Acidification of the medium to the pH 5 by CO₂ injection significantly affected Car DW percentage (Fig. 4) but exerted a little effect on the FA profile except a weak (5.5%) decline in monounsaturated and saturated FA. At the same time, a notable (26.5%) increase in trienoic FA (ALA and C16:3^Δ4,7,10 and C18:3^Δ9,12,15) was documented in this experimental variant (Table 2).

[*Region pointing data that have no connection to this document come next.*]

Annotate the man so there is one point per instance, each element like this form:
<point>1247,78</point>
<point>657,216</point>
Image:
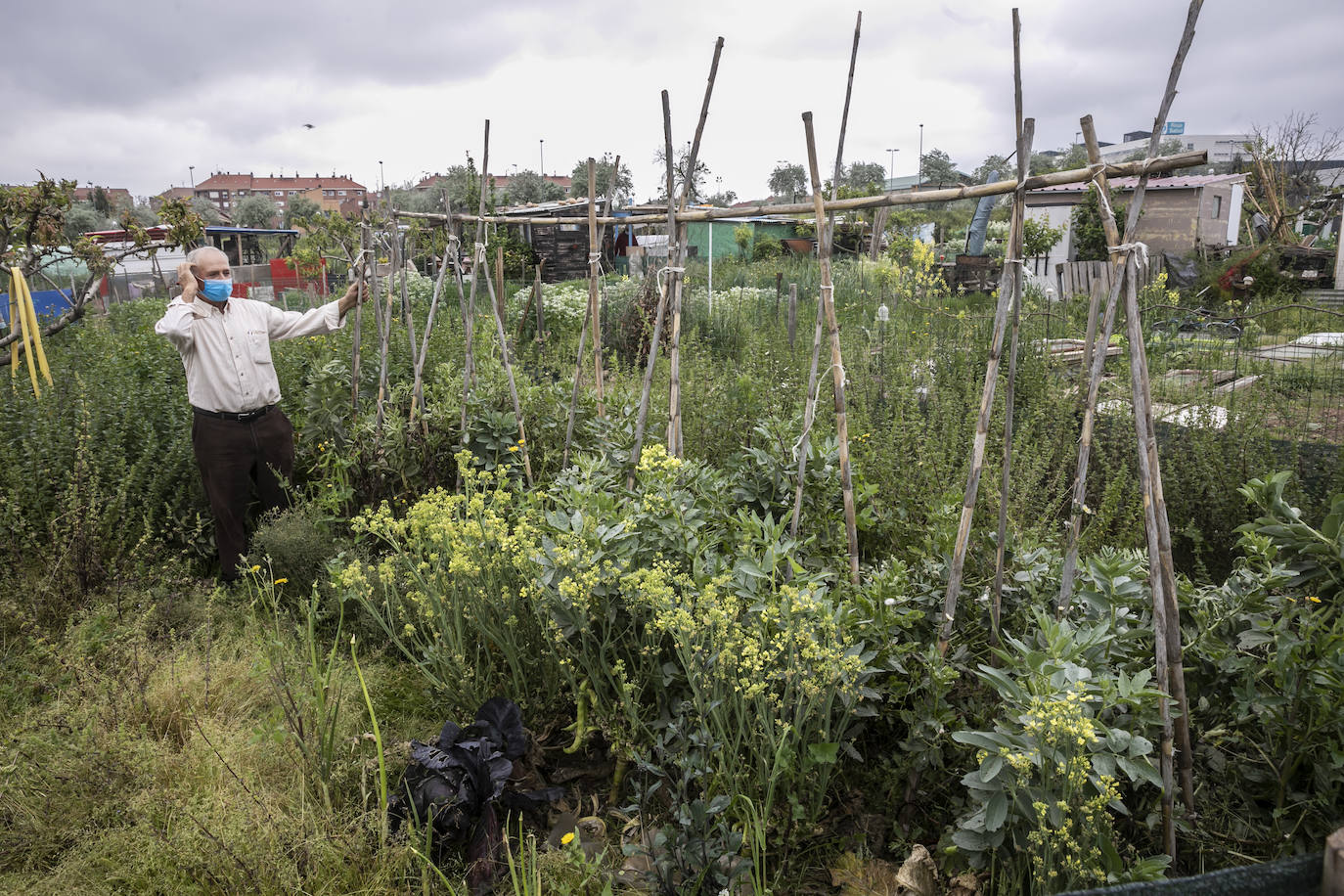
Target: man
<point>238,432</point>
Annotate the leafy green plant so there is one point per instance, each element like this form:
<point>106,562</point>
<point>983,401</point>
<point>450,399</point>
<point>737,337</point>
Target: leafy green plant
<point>1316,557</point>
<point>1049,771</point>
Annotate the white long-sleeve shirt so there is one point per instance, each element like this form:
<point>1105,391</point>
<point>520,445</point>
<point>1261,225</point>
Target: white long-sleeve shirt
<point>227,353</point>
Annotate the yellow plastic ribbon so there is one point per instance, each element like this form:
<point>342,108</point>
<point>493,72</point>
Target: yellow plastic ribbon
<point>23,315</point>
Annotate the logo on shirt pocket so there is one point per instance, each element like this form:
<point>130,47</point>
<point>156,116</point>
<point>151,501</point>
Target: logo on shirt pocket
<point>259,342</point>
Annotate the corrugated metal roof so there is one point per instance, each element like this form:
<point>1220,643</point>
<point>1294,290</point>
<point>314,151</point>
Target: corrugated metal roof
<point>1179,182</point>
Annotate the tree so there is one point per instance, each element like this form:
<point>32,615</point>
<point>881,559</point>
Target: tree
<point>463,184</point>
<point>83,218</point>
<point>867,176</point>
<point>991,169</point>
<point>32,238</point>
<point>1089,236</point>
<point>722,199</point>
<point>255,211</point>
<point>601,177</point>
<point>207,209</point>
<point>787,180</point>
<point>530,187</point>
<point>1285,157</point>
<point>938,168</point>
<point>300,207</point>
<point>1038,237</point>
<point>683,157</point>
<point>1043,162</point>
<point>1168,147</point>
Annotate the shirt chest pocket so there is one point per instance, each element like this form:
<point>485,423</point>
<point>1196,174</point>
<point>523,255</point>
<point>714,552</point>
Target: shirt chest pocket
<point>258,344</point>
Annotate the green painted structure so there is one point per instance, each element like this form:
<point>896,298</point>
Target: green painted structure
<point>725,234</point>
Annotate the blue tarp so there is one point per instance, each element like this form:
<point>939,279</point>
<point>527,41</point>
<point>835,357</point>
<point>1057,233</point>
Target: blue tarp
<point>49,302</point>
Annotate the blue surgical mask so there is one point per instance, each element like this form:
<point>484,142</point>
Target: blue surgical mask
<point>218,291</point>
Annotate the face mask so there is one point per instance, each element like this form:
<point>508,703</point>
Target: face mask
<point>218,291</point>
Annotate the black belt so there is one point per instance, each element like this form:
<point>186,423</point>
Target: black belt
<point>243,417</point>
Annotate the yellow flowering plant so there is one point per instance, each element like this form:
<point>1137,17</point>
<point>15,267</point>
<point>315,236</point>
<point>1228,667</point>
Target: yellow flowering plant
<point>455,590</point>
<point>1049,774</point>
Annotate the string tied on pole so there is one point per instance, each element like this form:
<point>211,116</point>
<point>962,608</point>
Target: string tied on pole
<point>1136,247</point>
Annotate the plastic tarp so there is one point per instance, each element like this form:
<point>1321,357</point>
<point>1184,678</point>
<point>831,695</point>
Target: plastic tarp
<point>1297,876</point>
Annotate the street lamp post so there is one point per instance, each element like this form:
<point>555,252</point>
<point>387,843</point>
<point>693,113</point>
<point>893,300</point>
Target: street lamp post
<point>920,156</point>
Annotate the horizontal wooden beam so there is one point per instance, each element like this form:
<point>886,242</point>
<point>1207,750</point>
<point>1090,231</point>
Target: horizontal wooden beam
<point>1160,164</point>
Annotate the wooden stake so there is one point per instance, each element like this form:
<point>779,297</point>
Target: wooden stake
<point>401,272</point>
<point>355,332</point>
<point>470,302</point>
<point>879,201</point>
<point>1013,272</point>
<point>588,321</point>
<point>664,294</point>
<point>513,385</point>
<point>419,384</point>
<point>977,449</point>
<point>1160,615</point>
<point>1095,363</point>
<point>836,360</point>
<point>793,313</point>
<point>541,304</point>
<point>594,302</point>
<point>499,281</point>
<point>384,332</point>
<point>809,410</point>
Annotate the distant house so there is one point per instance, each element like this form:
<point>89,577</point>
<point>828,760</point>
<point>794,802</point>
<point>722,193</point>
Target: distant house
<point>226,190</point>
<point>1182,212</point>
<point>500,183</point>
<point>117,197</point>
<point>562,246</point>
<point>1221,148</point>
<point>172,193</point>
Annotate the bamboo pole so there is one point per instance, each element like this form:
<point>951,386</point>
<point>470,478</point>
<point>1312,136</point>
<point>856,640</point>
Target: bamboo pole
<point>541,302</point>
<point>355,330</point>
<point>578,362</point>
<point>419,384</point>
<point>594,302</point>
<point>1096,368</point>
<point>1161,659</point>
<point>513,384</point>
<point>824,242</point>
<point>664,291</point>
<point>836,360</point>
<point>809,411</point>
<point>678,267</point>
<point>977,449</point>
<point>574,394</point>
<point>1013,272</point>
<point>1157,165</point>
<point>401,272</point>
<point>470,305</point>
<point>793,313</point>
<point>384,334</point>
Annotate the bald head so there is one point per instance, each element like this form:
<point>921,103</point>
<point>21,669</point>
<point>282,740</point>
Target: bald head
<point>208,262</point>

A potentially beneficial trait of the increase in the C. rubescens cell lipid FA saturation at the “red” stage is increase of its suitability for the conversion into biosiesel. To estimate the suitability of the cell lipid FA of the microalga we used the empirical equations (Islam et al. 2013, Karpagam et al. 2015) relating the FA profile of the biomass and properties of the biodiesel generated from it. Biodiesel fuel specifications as given by the international standard EN14214 in Europe (Hoekman et al. 2012). Generally, cetane number, iodine number, saponification number, degree of unsaturation, long chain saturation factor, and cold filter plugging point were calculated from the FA profile (Table 3). The biomass obtained at the “green” stage enriched in lipids harboring two essential FA (linoleic acid and ALA, totaling to 50% of total FA) can be utilized for the production e.g., of food and feed additives. By contrast, the biomass obtained at the “red” stage is highly suitable for obtaining of high quality biodiesel according to the European standard EN14214, the strictest international standard for biodiesel.